No-one seems to want to pursue that sort of innovation in the current Digital Camera marketplace - the manufacturers put more pixels into cameras (that few people really need) and don’t look at the features people will use when they have them in the real world (real [greater than 3x] zoom because you are never close enough, low light cause it’s always too dark and the tiny flash is useless, pre-capture and fast sequence shooting because your kids don’t stand still and my finger is too slow). Since I can get great 8x10s from a 2.1Mp camera, I wouldn’t upgrade until someone gave me the features I love in my camera (10x optical zoom) with something really compelling to address the deficiencies (like using more pixels for better low-light photography, as does the Fuji 6900).

Simon

That sounds plausible. The problem is the readout process, not the start of the exposure.

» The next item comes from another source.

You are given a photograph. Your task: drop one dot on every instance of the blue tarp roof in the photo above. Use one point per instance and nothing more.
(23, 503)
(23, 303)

I should have put a disclaimer that I don’t know much about commercial digital camera design. I’m extrapolating from scientific CCD detectors which I do know about. With scientific observations it’s vital to control the exposure time accurately, so you use a mechanical shutter to start and end the exposure.

CalMeacham, what kind of detectors were they? Perhaps they were smaller detectors with fast readout, or possibly CMOS detectors. There are surprisingly few explanations and examples on the web, but here’s one:
http://www.ccd-sensor.de/english/html/hauptteil_smear.html

Is everyone in here that says they have a shutter, sure that is what it is, and not a lens cover? I’ve seen plenty of digital cameras with lens covers (powered and unpowered) but none with a shutter.